Ms. Marcell's mother had a heart attack, and her domineering father insisted in taking care of everything. After 11 years, Ms. Marcell finds her mother on death's door due to the poor care her father has been providing and the home a pig sty. Despite severe personal problems (such as being in recovery from spinal surgery, losing her job, and ending a long-term relationship), she takes on the difficult and thankless task of getting her parents some help. Her father fights her at every turn, using both charm (when he's in his rational mind) and rage (when he's out of control) to get what he wants. Through a tough battle of over 9 months, she is able to find a winning formula and both parents start to improve. You can continue to read the saga of her parents on her web site.

You have to admire Ms. Marcell's courage, her persistence, and her intelligence. Health care providers did not believe that her father was violent, even after he tried to strangle her. In brief interviews, they found him to be charming and penitent (whenever he was caught in the act). Most things she tried didn't work, because he was a lot worse than anyone realized. Whatever his initial problems were with controlling his anger, they got worse as the arteries to his brain clogged. With lots of medical treatment, drugs, behavioral training, and a fantastic caregiver, miracles finally happened.

If either of your parents was physically or verbally abusive when younger, you should read this book. It is full of practical advice in the section at the end.

I graded the book down one star for an imbalance in the presentation. The first 270 pages are the case history of her experiences. As much as I sympathize with Ms. Marcell's horrible experience, this section needed to be shortened. The benefit you will get by reading it all is a sense of the despair that must fill the days of the child trying to help in such a circumstance. I do not begrudge Ms. Marcell writing so much though. It must have been therapy for her.

On the other hand, most readers will find what they need in pages 272 to the end. You certainly need to read enough of the first 270 pages to get a sense of what the problems are like, but unless you find it fascinating . . . feel free to skip forward. You will not be missing much that you need to know.

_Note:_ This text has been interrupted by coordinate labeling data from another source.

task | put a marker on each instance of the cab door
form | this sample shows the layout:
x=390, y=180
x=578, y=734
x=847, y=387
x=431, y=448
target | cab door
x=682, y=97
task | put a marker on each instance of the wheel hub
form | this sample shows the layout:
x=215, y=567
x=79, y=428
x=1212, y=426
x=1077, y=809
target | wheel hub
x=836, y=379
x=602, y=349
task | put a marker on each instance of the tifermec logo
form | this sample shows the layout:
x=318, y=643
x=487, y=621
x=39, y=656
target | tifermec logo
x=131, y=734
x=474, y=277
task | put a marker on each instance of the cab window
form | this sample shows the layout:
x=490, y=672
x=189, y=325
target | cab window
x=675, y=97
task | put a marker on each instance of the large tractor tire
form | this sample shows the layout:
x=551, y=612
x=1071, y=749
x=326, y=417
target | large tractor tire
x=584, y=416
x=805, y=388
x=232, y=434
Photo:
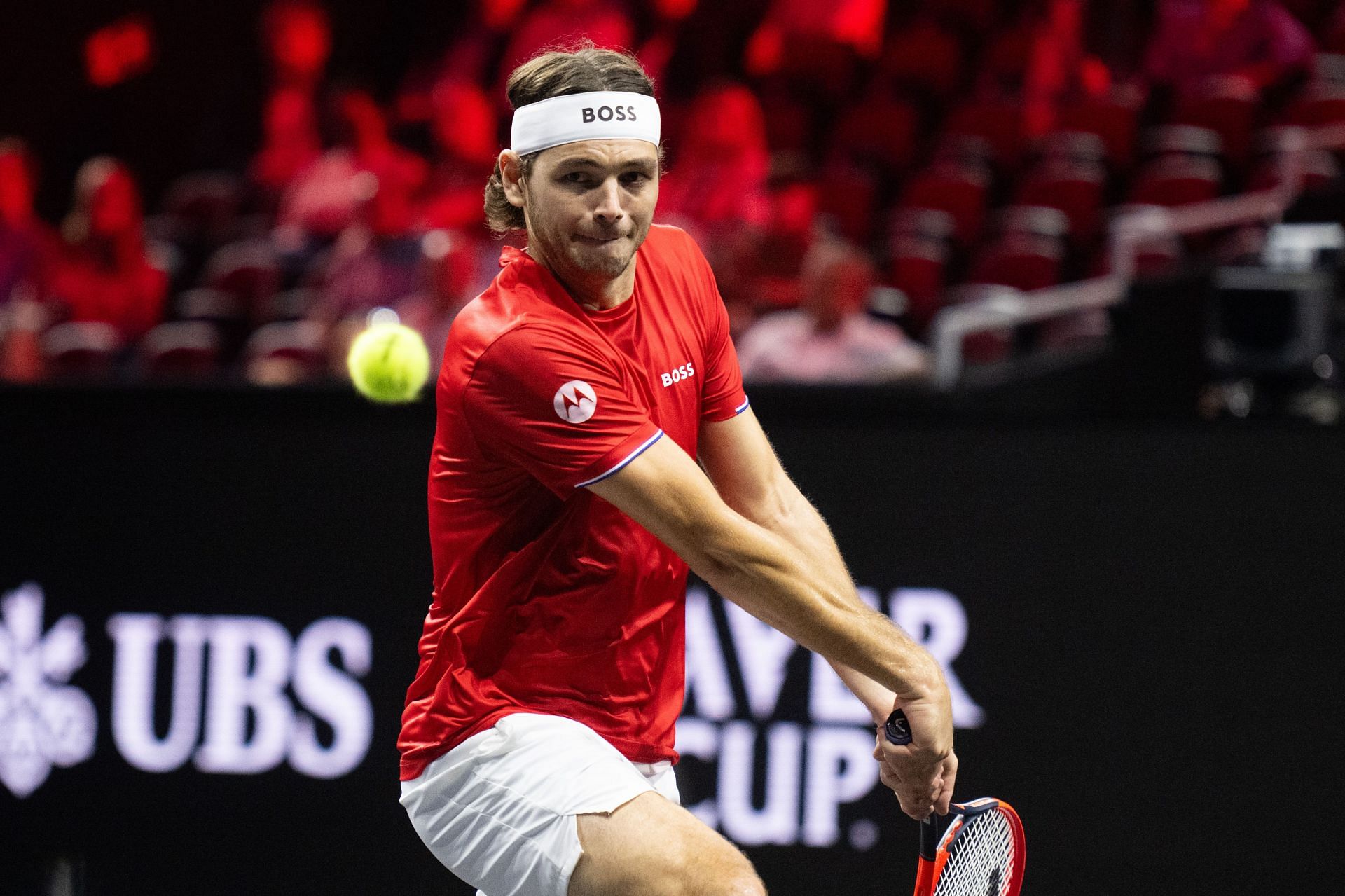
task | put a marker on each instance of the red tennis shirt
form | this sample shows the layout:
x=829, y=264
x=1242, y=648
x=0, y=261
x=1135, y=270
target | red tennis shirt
x=546, y=598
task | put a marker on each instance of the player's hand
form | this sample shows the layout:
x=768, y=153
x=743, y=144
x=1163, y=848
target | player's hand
x=925, y=771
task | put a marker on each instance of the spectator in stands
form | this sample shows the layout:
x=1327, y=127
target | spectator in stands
x=817, y=46
x=607, y=23
x=298, y=42
x=27, y=247
x=26, y=241
x=369, y=264
x=104, y=272
x=289, y=140
x=1199, y=39
x=450, y=282
x=466, y=137
x=719, y=175
x=327, y=197
x=830, y=338
x=716, y=184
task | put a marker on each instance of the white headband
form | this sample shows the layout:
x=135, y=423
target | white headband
x=603, y=115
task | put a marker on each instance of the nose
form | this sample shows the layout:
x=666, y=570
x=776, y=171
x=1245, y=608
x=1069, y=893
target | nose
x=608, y=209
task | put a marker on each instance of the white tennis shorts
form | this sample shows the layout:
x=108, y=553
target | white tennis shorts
x=498, y=811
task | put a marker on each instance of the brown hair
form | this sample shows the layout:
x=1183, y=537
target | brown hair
x=556, y=74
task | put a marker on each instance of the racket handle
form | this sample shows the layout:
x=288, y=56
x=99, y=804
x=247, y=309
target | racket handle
x=897, y=729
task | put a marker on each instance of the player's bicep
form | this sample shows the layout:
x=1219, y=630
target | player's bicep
x=743, y=466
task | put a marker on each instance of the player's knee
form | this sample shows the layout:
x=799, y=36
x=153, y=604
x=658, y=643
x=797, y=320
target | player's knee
x=732, y=878
x=741, y=884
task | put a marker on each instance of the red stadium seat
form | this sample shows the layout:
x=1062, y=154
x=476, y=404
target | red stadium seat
x=850, y=197
x=1153, y=256
x=997, y=121
x=1114, y=118
x=880, y=131
x=182, y=349
x=247, y=270
x=1227, y=106
x=1076, y=147
x=1320, y=104
x=1181, y=140
x=1032, y=221
x=286, y=352
x=1021, y=261
x=1176, y=181
x=982, y=347
x=963, y=149
x=1320, y=169
x=81, y=349
x=931, y=223
x=916, y=267
x=959, y=190
x=1074, y=187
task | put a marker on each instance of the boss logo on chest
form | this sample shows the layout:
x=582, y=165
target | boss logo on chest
x=608, y=113
x=685, y=371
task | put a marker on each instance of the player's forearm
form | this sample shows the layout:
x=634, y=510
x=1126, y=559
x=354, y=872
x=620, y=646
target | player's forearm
x=768, y=576
x=792, y=517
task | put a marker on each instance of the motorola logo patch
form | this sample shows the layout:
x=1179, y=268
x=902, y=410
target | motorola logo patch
x=574, y=401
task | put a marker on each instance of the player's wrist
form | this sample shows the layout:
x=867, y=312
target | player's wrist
x=923, y=682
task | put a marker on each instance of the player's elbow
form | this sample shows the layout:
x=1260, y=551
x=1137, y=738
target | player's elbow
x=720, y=549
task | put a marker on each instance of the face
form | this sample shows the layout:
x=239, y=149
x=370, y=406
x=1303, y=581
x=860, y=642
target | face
x=15, y=187
x=589, y=205
x=115, y=206
x=837, y=289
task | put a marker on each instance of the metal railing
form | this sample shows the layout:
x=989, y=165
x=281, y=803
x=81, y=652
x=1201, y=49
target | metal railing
x=1127, y=233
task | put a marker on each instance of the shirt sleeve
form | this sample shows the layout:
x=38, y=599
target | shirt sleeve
x=556, y=408
x=723, y=396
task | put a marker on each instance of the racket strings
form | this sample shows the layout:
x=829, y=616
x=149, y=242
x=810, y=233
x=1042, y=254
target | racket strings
x=981, y=859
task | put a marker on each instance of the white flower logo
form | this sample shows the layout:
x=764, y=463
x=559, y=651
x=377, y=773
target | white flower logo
x=42, y=720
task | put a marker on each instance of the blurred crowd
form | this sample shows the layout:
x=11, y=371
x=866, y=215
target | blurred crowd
x=849, y=169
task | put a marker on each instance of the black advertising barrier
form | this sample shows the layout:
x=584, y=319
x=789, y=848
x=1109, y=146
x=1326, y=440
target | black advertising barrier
x=212, y=602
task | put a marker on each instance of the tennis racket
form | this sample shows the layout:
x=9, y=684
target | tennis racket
x=981, y=852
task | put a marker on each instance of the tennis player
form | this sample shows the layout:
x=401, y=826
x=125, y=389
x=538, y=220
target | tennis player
x=565, y=505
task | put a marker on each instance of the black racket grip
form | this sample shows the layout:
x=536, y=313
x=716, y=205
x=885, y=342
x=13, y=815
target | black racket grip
x=897, y=728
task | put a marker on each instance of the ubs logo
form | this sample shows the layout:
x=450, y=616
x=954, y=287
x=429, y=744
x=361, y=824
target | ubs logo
x=43, y=722
x=608, y=113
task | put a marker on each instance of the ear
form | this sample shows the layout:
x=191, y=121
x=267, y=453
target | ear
x=511, y=177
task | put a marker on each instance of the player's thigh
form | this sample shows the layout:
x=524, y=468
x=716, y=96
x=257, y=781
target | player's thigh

At the same time, the general material could have been made more detailed. That would have improved the book and made it more helpful. For example, there is about a half page on how to handle a senior who is feigning illness to avoid going to Senior Day Care. The section is fine, but it deals with the issue at a surface level. This material could easily have been expanded to 5-10 pages. How much effort should go into checking out the potential that the senior really does have an illness? Which potential illnesses should be ignored and which paid attention to?

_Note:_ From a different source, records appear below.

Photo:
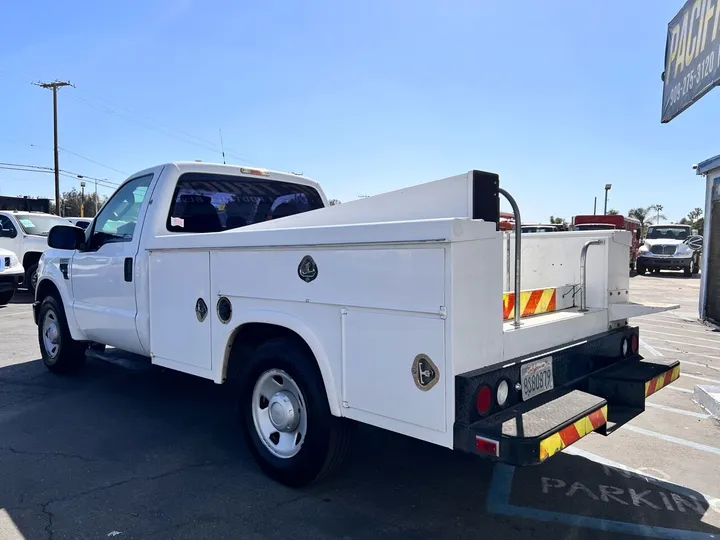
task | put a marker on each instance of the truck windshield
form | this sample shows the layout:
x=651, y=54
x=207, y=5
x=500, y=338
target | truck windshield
x=213, y=202
x=39, y=224
x=670, y=233
x=594, y=227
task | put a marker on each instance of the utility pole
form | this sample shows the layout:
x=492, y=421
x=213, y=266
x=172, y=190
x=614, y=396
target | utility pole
x=54, y=87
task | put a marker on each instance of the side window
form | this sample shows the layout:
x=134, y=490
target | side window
x=116, y=221
x=8, y=226
x=212, y=202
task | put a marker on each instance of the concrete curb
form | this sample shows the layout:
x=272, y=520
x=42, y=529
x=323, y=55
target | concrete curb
x=708, y=397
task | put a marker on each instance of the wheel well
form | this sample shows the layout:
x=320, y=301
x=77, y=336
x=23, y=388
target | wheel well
x=31, y=258
x=249, y=336
x=47, y=288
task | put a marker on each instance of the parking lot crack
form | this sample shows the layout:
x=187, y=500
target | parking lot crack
x=53, y=454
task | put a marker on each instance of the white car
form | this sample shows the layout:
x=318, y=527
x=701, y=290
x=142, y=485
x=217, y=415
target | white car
x=12, y=274
x=669, y=247
x=25, y=234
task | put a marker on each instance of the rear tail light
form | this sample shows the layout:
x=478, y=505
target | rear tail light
x=483, y=401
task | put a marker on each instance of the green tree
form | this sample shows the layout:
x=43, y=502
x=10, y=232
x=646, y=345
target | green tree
x=70, y=203
x=657, y=209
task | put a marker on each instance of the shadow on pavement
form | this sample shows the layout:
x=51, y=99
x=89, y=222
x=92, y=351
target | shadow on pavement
x=158, y=455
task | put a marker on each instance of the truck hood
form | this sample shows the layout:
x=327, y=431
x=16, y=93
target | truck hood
x=662, y=242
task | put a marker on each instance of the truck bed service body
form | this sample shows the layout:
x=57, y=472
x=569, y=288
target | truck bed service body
x=390, y=310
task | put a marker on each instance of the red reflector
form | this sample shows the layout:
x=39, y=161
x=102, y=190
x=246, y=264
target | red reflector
x=484, y=400
x=487, y=446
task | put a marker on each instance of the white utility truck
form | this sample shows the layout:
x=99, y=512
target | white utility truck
x=25, y=234
x=389, y=310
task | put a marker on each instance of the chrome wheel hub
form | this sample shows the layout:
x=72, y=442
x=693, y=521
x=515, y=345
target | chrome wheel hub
x=278, y=410
x=51, y=334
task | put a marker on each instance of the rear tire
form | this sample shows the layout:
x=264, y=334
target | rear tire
x=281, y=374
x=60, y=352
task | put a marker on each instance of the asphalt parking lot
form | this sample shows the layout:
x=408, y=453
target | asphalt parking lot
x=116, y=453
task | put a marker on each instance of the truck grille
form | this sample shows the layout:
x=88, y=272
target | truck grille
x=663, y=250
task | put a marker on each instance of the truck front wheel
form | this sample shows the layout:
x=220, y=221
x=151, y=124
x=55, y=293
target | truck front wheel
x=286, y=416
x=60, y=352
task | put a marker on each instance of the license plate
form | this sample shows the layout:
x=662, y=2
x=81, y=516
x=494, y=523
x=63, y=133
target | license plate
x=536, y=377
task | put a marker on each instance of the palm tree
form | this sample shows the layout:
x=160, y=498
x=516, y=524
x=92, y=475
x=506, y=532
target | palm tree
x=657, y=208
x=640, y=214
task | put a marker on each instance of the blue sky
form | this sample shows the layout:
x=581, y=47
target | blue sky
x=559, y=97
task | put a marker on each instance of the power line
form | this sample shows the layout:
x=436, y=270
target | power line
x=92, y=161
x=168, y=130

Ms. Marcell obviously had substantial financial resources that she could throw into the fray. Most families will not be so well endowed. The advice section could have used much more direction for those who are more financially and time constrained than Ms. Marcell was.

Finally, I must say that my hat is off to Ms. Marcell. Her parents are indeed fortunate to have had her as a daughter. You will like her, and what she has to say. Give the book a try!

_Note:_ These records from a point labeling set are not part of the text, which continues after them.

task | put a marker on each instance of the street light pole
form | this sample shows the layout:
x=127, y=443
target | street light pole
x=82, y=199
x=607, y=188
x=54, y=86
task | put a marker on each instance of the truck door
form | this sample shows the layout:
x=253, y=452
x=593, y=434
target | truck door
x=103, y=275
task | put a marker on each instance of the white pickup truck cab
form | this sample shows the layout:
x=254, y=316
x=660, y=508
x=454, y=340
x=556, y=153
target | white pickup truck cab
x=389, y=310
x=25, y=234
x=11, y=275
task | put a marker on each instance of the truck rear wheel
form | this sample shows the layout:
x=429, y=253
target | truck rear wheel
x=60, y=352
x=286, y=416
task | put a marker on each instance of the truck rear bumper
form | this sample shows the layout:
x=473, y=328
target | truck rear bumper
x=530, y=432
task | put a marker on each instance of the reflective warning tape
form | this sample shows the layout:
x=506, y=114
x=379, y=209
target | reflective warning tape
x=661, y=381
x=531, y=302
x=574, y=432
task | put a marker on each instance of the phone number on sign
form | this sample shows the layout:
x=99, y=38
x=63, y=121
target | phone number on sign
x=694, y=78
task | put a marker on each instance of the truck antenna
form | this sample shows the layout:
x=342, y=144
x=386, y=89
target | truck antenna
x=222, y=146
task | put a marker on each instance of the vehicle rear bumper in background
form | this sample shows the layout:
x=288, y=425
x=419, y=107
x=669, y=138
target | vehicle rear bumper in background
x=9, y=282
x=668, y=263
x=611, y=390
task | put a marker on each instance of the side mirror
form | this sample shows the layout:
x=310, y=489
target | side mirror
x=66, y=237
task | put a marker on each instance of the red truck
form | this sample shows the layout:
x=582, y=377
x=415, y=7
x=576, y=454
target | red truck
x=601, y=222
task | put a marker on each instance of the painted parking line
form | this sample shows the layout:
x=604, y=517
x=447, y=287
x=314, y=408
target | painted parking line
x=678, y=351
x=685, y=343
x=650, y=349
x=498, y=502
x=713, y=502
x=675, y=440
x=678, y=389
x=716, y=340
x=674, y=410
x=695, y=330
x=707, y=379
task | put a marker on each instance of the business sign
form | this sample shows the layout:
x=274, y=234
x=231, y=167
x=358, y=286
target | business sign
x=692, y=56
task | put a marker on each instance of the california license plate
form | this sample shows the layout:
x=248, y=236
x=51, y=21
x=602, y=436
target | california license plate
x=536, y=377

After you finish reading the book, think about where else character flaws will become greater as people age. I especially encourage you to think about this in terms of your spouse and yourself. A responsible parent would do best to solve these problems in advance, rather than waiting for a child to come along and rescue the situation after it is a mess. If you have any weaknesses that this book reminds you of, I suggest that you apply Life Strategies and Relationship Rescue to help you.

Remember that an ounce of prevention is worth a pound of cure. That's an old saw, but this book once again establishes its validity.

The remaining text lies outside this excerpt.